On the other hand, if no such relationship exists, the motivation to make users interact more times per week is lower.
So let’s take a look at some basic classifier performance in Table 3:
Table 3. Classifier Performance
Classification Method | Precision | Recall | |
---|---|---|---|
Engaged | Logistic Regression | 0.0935817202736 | 0.996899224806 |
Unengaged | Logistic Regression | 0.999413833529 | 0.353807843951 |
Engaged | SVM | 0.185929648241 | 0.458914728682 |
Unengaged | SVM | 0.959843516281 | 0.865532268105 |
Engaged | Decision Tree | 0.249037227214 | 0.902325581395 |
Unengaged | Decision Tree | 0.992071482507 | 0.817908279726 |
Engaged | Random Forest | 0.274735830932 | 0.886821705426 |
Unengaged | Random Forest | 0.991098646507 | 0.843328491388 |
Cool! Our best performing classifier is, unsurprisingly, the Random Forest. It performs reasonably well given these metrics except for engaged user prediction. This means that while 88% of the engaged validation set is is correctly classified, only 27% of the users classified as engaged were indeed engaged. The rest were unengaged.
This doesn’t sound very good, but generally there is a tradeoff between precision and recall and if precision were more important for us we could take a hit on recall and increase precision.

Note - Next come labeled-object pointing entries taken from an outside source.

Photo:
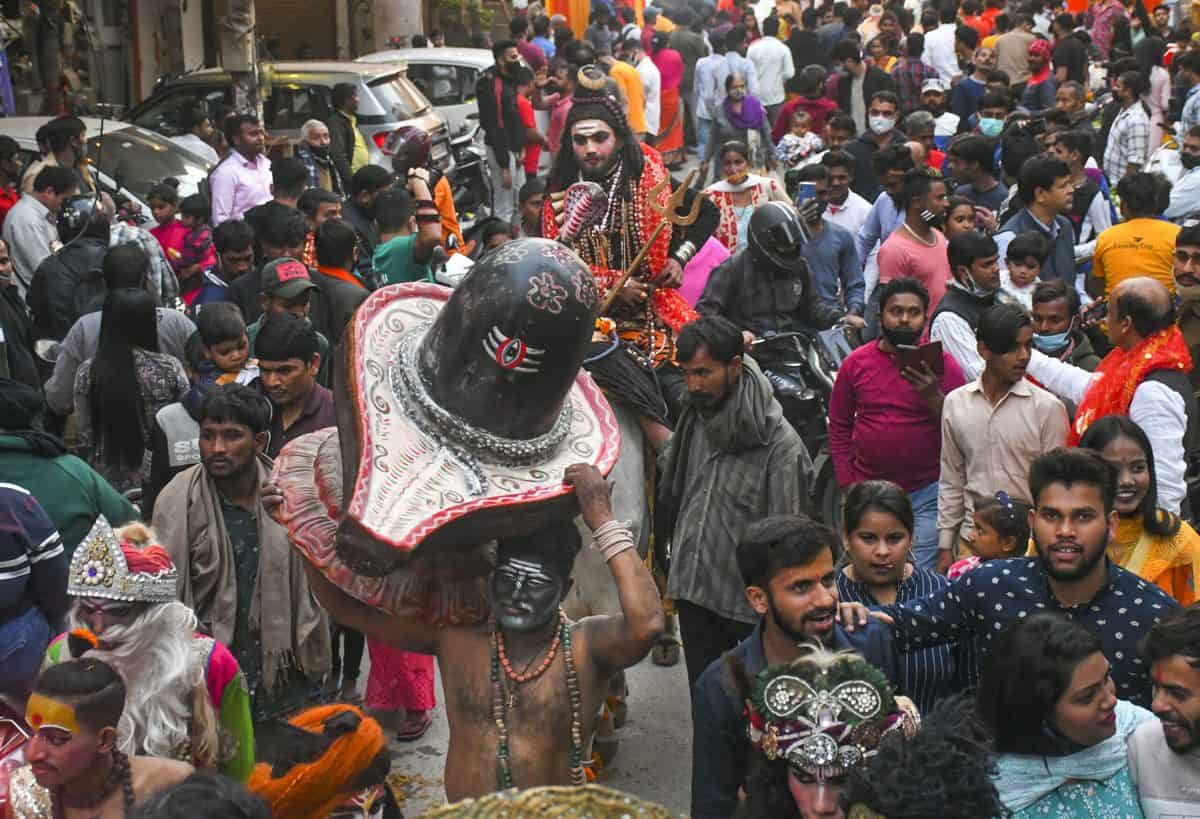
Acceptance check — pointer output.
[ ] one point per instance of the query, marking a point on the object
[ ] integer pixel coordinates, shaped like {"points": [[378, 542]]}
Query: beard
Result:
{"points": [[796, 632], [154, 653], [901, 336]]}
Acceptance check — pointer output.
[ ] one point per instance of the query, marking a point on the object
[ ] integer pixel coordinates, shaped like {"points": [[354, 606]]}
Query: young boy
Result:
{"points": [[406, 244], [799, 145], [1025, 256], [225, 346], [287, 288]]}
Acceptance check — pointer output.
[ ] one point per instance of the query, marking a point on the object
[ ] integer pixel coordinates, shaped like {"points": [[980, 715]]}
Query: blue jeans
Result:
{"points": [[924, 537], [23, 643]]}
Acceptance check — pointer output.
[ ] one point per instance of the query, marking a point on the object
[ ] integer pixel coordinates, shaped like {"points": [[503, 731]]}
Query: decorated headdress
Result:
{"points": [[592, 100], [318, 760], [105, 566], [826, 713]]}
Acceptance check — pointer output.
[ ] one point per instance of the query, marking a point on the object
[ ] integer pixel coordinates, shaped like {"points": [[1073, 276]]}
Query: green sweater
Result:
{"points": [[72, 494]]}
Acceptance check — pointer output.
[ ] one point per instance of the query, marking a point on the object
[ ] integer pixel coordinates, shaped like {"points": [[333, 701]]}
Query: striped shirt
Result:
{"points": [[33, 563], [925, 674]]}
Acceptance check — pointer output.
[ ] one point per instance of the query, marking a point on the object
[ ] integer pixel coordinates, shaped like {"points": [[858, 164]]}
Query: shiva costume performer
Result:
{"points": [[187, 697], [814, 721]]}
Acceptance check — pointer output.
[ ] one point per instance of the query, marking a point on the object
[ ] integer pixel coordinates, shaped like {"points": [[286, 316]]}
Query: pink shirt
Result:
{"points": [[238, 185], [903, 255], [880, 426], [171, 237]]}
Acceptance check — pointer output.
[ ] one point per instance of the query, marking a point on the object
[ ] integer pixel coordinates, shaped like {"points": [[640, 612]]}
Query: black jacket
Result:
{"points": [[765, 303], [341, 145], [18, 339], [509, 137], [65, 285]]}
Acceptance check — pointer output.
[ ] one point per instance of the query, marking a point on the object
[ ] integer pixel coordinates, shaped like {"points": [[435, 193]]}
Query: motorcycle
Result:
{"points": [[469, 178], [801, 366]]}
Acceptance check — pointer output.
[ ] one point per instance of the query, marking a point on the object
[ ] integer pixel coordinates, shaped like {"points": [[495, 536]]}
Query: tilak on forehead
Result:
{"points": [[42, 712]]}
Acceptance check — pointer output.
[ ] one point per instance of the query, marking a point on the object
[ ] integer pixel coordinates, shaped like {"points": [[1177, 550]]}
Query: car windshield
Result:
{"points": [[139, 160], [397, 96]]}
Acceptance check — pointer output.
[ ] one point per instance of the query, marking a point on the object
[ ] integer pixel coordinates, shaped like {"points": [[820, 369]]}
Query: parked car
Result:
{"points": [[303, 90], [121, 154], [447, 76]]}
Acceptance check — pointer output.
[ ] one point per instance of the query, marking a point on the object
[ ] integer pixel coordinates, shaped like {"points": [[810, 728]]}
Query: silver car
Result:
{"points": [[120, 153], [303, 90]]}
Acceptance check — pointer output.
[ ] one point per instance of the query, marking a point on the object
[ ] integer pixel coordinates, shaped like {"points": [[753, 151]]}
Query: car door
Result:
{"points": [[167, 113], [449, 88]]}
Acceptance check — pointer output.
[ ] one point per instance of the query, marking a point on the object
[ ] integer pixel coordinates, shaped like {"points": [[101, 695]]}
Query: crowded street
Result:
{"points": [[600, 408]]}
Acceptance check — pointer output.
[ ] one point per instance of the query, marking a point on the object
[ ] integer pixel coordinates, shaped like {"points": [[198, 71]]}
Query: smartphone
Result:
{"points": [[930, 354]]}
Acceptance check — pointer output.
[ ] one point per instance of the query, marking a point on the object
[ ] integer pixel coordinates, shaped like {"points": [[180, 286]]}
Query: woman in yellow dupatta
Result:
{"points": [[1152, 543]]}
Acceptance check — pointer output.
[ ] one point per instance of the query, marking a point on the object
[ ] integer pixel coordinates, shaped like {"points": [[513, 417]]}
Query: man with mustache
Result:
{"points": [[1072, 521], [1164, 757], [237, 569], [787, 566], [733, 459]]}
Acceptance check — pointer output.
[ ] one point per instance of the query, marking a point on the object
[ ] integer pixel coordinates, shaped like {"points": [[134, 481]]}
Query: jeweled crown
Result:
{"points": [[99, 568]]}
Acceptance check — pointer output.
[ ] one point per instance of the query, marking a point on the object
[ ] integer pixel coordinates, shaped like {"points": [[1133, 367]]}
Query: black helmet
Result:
{"points": [[777, 235], [82, 214]]}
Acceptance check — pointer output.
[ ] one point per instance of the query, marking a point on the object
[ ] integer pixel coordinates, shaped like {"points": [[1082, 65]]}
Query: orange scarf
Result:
{"points": [[1121, 372]]}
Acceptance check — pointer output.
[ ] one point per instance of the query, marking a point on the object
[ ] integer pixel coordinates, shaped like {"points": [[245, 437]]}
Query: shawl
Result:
{"points": [[1121, 372], [747, 420], [1023, 779], [751, 118], [293, 628]]}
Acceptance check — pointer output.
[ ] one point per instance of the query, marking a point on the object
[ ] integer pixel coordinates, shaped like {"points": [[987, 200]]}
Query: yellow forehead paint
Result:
{"points": [[42, 712]]}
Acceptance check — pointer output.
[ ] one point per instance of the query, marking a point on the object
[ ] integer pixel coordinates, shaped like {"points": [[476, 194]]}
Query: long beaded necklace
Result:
{"points": [[501, 705], [120, 775]]}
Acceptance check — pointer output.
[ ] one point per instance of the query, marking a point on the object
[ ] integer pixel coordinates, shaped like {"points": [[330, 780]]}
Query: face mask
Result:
{"points": [[1051, 342], [881, 125], [991, 127], [1188, 292], [901, 336]]}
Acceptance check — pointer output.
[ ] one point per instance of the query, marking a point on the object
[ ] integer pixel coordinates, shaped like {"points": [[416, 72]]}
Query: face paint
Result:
{"points": [[42, 713], [595, 148], [525, 595]]}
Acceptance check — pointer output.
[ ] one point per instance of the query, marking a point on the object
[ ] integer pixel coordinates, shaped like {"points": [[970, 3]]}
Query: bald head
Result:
{"points": [[1141, 306]]}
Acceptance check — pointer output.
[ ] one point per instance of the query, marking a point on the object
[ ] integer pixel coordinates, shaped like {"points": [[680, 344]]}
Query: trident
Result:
{"points": [[670, 216]]}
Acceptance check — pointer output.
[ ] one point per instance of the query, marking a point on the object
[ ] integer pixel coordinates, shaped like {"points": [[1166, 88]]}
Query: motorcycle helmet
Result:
{"points": [[409, 148], [82, 214], [777, 235]]}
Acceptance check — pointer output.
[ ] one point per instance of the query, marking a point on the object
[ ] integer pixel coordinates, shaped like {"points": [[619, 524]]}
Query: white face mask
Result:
{"points": [[881, 125]]}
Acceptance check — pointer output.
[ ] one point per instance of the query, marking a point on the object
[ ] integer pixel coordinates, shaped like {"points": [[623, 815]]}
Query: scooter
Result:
{"points": [[801, 366]]}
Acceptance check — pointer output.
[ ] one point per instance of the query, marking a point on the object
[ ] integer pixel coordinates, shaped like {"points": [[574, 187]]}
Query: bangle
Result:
{"points": [[684, 252], [612, 538]]}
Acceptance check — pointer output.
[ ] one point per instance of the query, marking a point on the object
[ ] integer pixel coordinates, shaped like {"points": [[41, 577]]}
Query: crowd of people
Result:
{"points": [[994, 204]]}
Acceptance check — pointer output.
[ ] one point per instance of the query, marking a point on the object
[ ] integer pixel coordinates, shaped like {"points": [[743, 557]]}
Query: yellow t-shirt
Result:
{"points": [[631, 84], [1138, 247], [360, 157]]}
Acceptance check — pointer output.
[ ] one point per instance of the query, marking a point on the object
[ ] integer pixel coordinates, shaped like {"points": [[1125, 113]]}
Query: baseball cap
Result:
{"points": [[286, 278]]}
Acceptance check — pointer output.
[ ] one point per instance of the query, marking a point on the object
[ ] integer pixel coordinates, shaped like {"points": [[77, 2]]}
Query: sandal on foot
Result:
{"points": [[411, 731]]}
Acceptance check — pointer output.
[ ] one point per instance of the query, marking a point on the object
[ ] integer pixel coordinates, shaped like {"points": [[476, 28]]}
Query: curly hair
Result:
{"points": [[945, 770]]}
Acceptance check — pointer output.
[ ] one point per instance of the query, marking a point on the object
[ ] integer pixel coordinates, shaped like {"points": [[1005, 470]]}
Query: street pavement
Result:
{"points": [[654, 760]]}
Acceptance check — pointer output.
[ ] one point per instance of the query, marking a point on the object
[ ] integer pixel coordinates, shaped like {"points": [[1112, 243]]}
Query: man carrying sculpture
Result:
{"points": [[463, 419]]}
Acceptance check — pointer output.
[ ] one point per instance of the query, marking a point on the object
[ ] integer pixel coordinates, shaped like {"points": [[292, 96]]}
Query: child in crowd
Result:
{"points": [[1025, 255], [225, 346], [288, 288], [163, 201], [1001, 530], [799, 145]]}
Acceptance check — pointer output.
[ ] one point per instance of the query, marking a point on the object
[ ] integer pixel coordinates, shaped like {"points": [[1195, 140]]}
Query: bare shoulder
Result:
{"points": [[151, 775]]}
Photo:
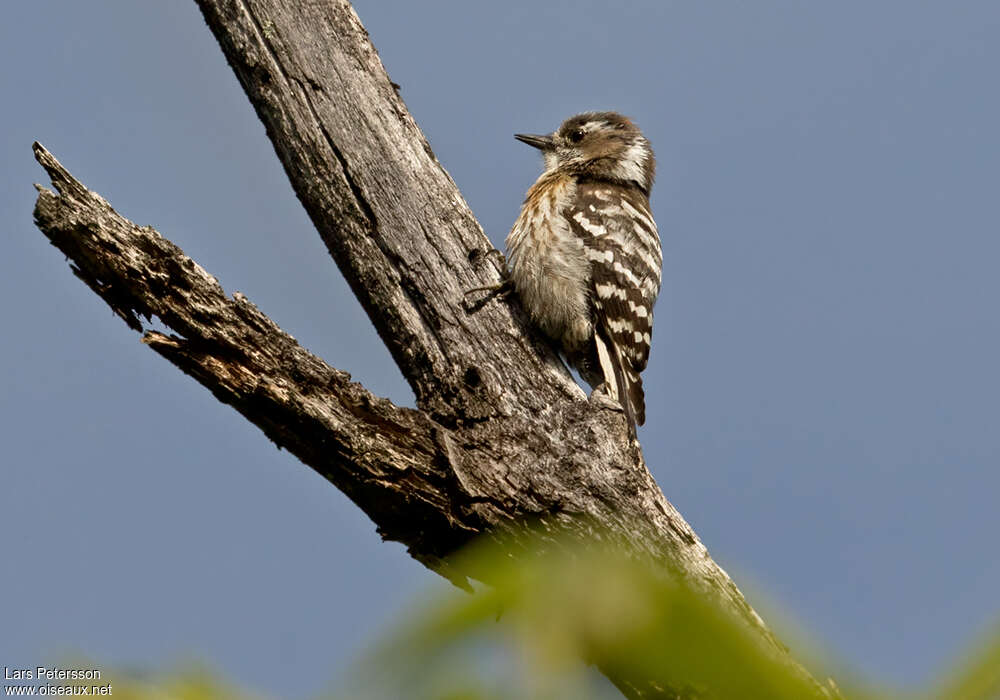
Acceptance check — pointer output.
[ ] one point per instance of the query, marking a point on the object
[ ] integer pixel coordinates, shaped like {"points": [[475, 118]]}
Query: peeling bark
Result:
{"points": [[502, 434]]}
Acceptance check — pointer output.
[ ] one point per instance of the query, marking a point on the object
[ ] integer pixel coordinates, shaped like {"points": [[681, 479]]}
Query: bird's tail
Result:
{"points": [[621, 380]]}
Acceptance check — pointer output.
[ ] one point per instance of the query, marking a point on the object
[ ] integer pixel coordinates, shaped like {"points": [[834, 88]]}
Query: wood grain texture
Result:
{"points": [[502, 434]]}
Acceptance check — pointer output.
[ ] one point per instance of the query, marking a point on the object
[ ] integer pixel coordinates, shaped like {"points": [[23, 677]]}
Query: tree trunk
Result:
{"points": [[502, 433]]}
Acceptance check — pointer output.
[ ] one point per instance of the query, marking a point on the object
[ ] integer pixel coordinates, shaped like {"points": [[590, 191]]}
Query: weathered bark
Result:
{"points": [[501, 435]]}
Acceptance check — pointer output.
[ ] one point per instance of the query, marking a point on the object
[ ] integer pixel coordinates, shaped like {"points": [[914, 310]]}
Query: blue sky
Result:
{"points": [[823, 386]]}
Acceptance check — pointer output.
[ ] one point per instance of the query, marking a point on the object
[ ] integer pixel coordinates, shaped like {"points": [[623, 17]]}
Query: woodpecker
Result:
{"points": [[584, 255]]}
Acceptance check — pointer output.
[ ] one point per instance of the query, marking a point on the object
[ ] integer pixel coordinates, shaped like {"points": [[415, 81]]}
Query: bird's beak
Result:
{"points": [[540, 141]]}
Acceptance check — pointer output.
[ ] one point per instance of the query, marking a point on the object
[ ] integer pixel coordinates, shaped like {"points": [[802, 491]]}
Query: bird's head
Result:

For the purpose of this trial though, we are just trying to see if it’s even possible to get reasonable classification results, but we haven’t thoroughly desgined a solid classifier yet. And indeed it does seem possible!
Conclusions
There are many observations and conclusions that can be drawn from this analysis. The three most important outcomes are:
-
Getting a better understanding of our user behaviour
-
Seeing that our defintion of engaged users returning for several consecutive weeks is reasonable (though it could be improved).
-
Seeing that there is a strong distinction between engaged and unengaged users
Next Steps
-
Improving our definition of “engaged”. Perhaps one of the reasons engaged precision is low is that our definition for engagement is not quite right. Users might be “engaged” visually which shows up as a longer session duration, high loyalty and high recency but not as much of an interaction rate. The unengaged users also seem to have a fairly high interaction index average (almost 20%!) This idea is worth exploring further.
-
Cluster users into various types by behaviour. As we saw, some users open many new tabs for a short time but don’t interact, some interacted a lot and then stopped, some interact very regularly. Understanding our user types can help us make a better experience for those who seem to lose interest.
-
Improving our classification accuracy. There is a lot that can be done here. Getting or generating more training data, adding more features (e.g. history size, number of bookmarks, user’s OS, etc), tuning hyperparameters, experimenting with various ensemble methods, and so on.